ADULT DOSAGE GUIDELINES Infection Severity Dose Frequency Usual Durations Uncomplicated Urinary Tract Infections Mild/Moderate 250 mg q 12 h 3 Days Mild to Moderate Uncomplicated or Complicated Urinary Tract Infections, including pyelonephritis, due to E. coli, K. pneumoniae, or P. mirabilis 0.5 to 1 g IV/IM Every 12 hours 7 to 10
The empirical antibiotic coverage for GU pathogens includes:
- Ciprofloxacin: 250 mg every 12 hours for 3 days for uncomplicated urinary tract infections
- Cefepime: 0.5 to 1 g IV/IM every 12 hours for 7 to 10 days for mild to moderate uncomplicated or complicated urinary tract infections, including pyelonephritis, due to E. coli, K. pneumoniae, or P. mirabilis 2
- Ampicillin: used to treat infections caused by susceptible strains of designated organisms, including E. coli, P. mirabilis, enterococci, Shigella, S. typhosa and other Salmonella and nonpenicillinase-producing N. gonorrhoeae 3
From the Research
Empirical Antibiotic Coverage for GU Pathogens
- The choice of empirical antibiotic coverage for genitourinary (GU) pathogens depends on various factors, including the severity of the infection, patient's risk factors, and local epidemiology 4.
- A study published in 2019 found that physicians' perceived likelihood of antibiotic coverage and minimum thresholds of coverage for GU infections were 91% and 90%, respectively, for severe cases, and 90% and 80%, respectively, for mild cases 4.
- Another study published in 2021 found that the most commonly prescribed antibiotic agents for uncomplicated urinary tract infections in women were fluoroquinolones (36.4%), nitrofurantoin (31.8%), and trimethoprim-sulfamethoxazole (26.3%) 5.

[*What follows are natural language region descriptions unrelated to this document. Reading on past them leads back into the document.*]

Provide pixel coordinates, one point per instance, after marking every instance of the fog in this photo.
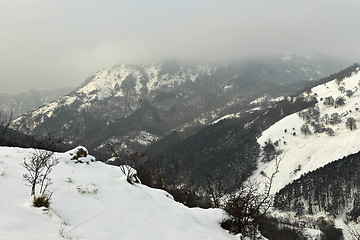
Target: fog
(56, 43)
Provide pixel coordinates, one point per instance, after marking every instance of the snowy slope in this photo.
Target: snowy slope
(304, 153)
(111, 208)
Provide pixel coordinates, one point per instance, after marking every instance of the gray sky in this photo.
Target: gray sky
(54, 43)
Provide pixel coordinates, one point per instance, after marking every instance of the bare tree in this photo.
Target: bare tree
(39, 166)
(5, 125)
(248, 207)
(351, 123)
(216, 190)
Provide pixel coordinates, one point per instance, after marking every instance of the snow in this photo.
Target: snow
(233, 115)
(302, 154)
(94, 201)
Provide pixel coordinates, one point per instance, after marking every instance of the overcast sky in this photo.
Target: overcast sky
(54, 43)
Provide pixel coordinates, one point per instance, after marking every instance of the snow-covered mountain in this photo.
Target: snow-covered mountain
(94, 201)
(329, 138)
(131, 106)
(314, 154)
(23, 102)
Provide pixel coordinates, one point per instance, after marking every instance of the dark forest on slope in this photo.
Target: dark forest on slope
(331, 189)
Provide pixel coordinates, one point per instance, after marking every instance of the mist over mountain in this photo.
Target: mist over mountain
(21, 103)
(131, 106)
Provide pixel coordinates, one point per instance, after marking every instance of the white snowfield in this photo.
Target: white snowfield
(305, 153)
(94, 201)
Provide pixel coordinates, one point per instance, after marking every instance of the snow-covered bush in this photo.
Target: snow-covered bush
(305, 129)
(130, 173)
(329, 101)
(89, 189)
(80, 155)
(39, 166)
(340, 101)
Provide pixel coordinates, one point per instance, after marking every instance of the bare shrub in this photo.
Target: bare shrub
(39, 166)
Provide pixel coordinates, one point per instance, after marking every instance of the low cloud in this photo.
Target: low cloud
(59, 43)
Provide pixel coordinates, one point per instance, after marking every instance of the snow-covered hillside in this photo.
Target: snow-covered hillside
(328, 139)
(94, 201)
(121, 101)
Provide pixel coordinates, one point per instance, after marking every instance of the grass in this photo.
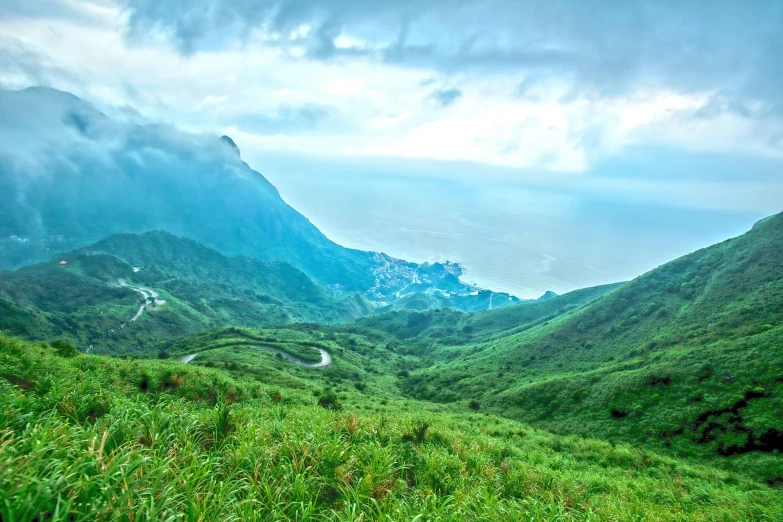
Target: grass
(81, 440)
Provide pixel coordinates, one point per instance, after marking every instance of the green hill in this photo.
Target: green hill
(686, 358)
(91, 438)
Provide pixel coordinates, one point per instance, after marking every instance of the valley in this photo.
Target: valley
(164, 363)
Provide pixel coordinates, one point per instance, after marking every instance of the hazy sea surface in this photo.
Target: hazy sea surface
(508, 237)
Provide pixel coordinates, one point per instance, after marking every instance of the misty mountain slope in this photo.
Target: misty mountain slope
(153, 440)
(686, 358)
(81, 299)
(69, 175)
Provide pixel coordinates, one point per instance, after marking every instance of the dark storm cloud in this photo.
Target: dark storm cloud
(446, 97)
(608, 47)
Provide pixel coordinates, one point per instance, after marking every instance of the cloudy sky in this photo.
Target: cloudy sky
(672, 103)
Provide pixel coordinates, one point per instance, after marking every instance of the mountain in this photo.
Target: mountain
(686, 359)
(88, 438)
(77, 295)
(70, 175)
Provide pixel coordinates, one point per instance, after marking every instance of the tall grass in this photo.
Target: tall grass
(80, 441)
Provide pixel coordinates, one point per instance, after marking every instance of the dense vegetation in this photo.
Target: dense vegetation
(662, 397)
(684, 359)
(86, 438)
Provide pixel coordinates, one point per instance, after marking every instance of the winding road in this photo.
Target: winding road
(326, 359)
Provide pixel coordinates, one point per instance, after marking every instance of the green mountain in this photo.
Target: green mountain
(70, 176)
(684, 359)
(93, 177)
(78, 294)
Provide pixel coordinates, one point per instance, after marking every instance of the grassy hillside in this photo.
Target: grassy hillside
(86, 438)
(82, 300)
(687, 358)
(453, 328)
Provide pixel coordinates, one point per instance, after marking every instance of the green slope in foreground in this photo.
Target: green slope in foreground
(92, 438)
(687, 358)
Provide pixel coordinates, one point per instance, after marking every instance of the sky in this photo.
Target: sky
(659, 116)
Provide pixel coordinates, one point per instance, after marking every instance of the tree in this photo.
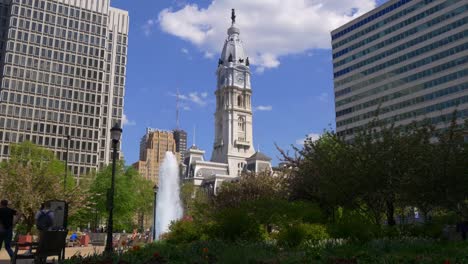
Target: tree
(32, 176)
(133, 195)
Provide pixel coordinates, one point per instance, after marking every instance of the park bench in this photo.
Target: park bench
(51, 243)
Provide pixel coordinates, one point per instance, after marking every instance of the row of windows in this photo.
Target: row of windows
(24, 124)
(50, 116)
(409, 44)
(50, 104)
(433, 120)
(412, 114)
(59, 56)
(428, 60)
(384, 22)
(54, 43)
(70, 35)
(37, 21)
(411, 90)
(53, 79)
(370, 18)
(400, 59)
(403, 24)
(74, 145)
(33, 87)
(407, 103)
(63, 10)
(411, 78)
(408, 33)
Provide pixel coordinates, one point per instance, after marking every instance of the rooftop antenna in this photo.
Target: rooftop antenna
(193, 140)
(233, 16)
(177, 108)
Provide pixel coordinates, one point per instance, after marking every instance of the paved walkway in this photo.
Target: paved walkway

- The use of fluoroquinolones has been discouraged due to antibiotic resistance and adverse events, and guidelines recommend nitrofurantoin, trimethoprim-sulfamethoxazole, and Fosfomycin as first-line treatments 5.

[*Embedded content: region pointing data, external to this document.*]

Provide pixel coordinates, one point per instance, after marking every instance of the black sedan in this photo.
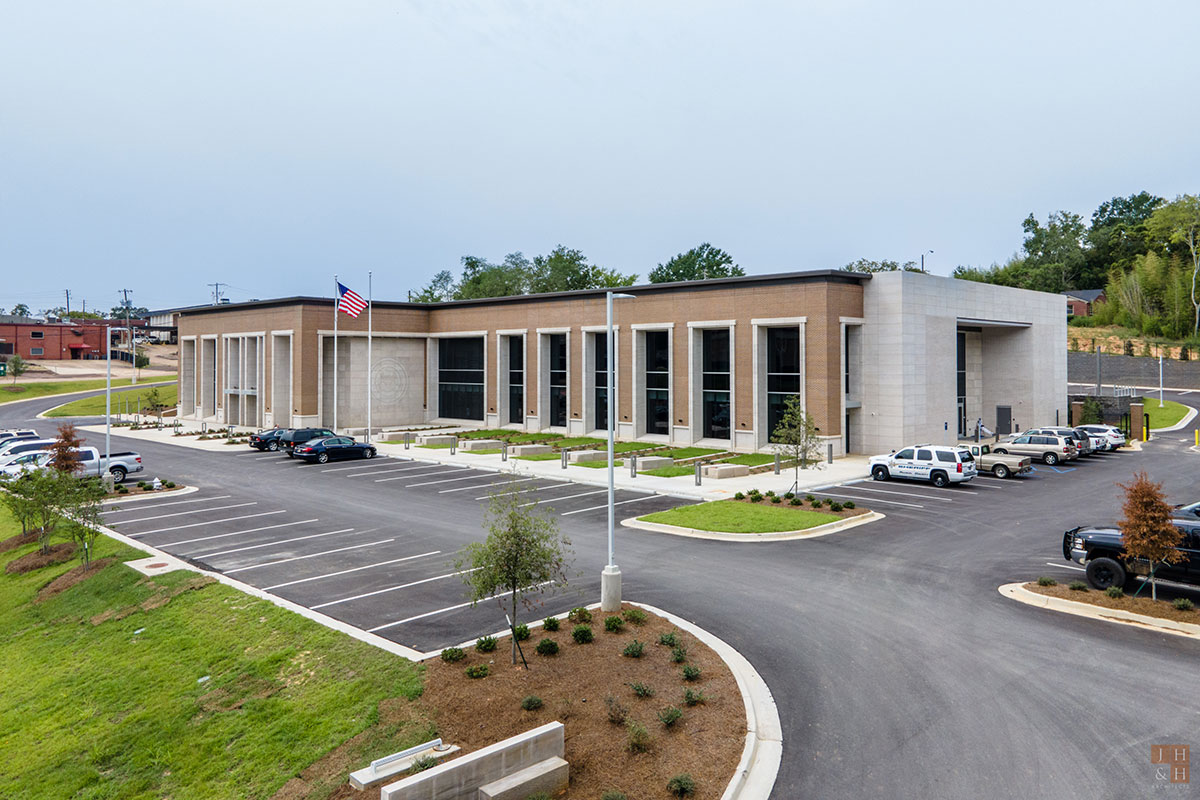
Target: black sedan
(267, 439)
(330, 447)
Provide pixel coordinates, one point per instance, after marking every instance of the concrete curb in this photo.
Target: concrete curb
(777, 536)
(1020, 594)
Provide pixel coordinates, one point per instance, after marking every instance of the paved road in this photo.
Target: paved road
(899, 669)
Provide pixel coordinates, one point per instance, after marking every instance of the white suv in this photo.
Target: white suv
(939, 464)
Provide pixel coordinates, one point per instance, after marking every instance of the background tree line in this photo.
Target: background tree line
(1141, 250)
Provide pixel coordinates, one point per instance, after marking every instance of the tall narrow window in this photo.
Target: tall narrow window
(658, 376)
(558, 380)
(783, 373)
(600, 344)
(715, 364)
(461, 378)
(516, 379)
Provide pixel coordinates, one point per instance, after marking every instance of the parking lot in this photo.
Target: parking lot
(351, 551)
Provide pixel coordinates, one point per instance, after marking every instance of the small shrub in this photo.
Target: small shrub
(617, 711)
(639, 738)
(670, 715)
(682, 786)
(635, 615)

- Studies have also evaluated the effectiveness of various antibiotics against Pseudomonas aeruginosa, a common GU pathogen, and found that combination therapy with a beta-lactam and an aminoglycoside or a fluoroquinolone can be effective 6, 7.
- Novel antibiotics, such as cefiderocol, and bacteriophage therapy may also have a promising role in the treatment of P. aeruginosa infections 7.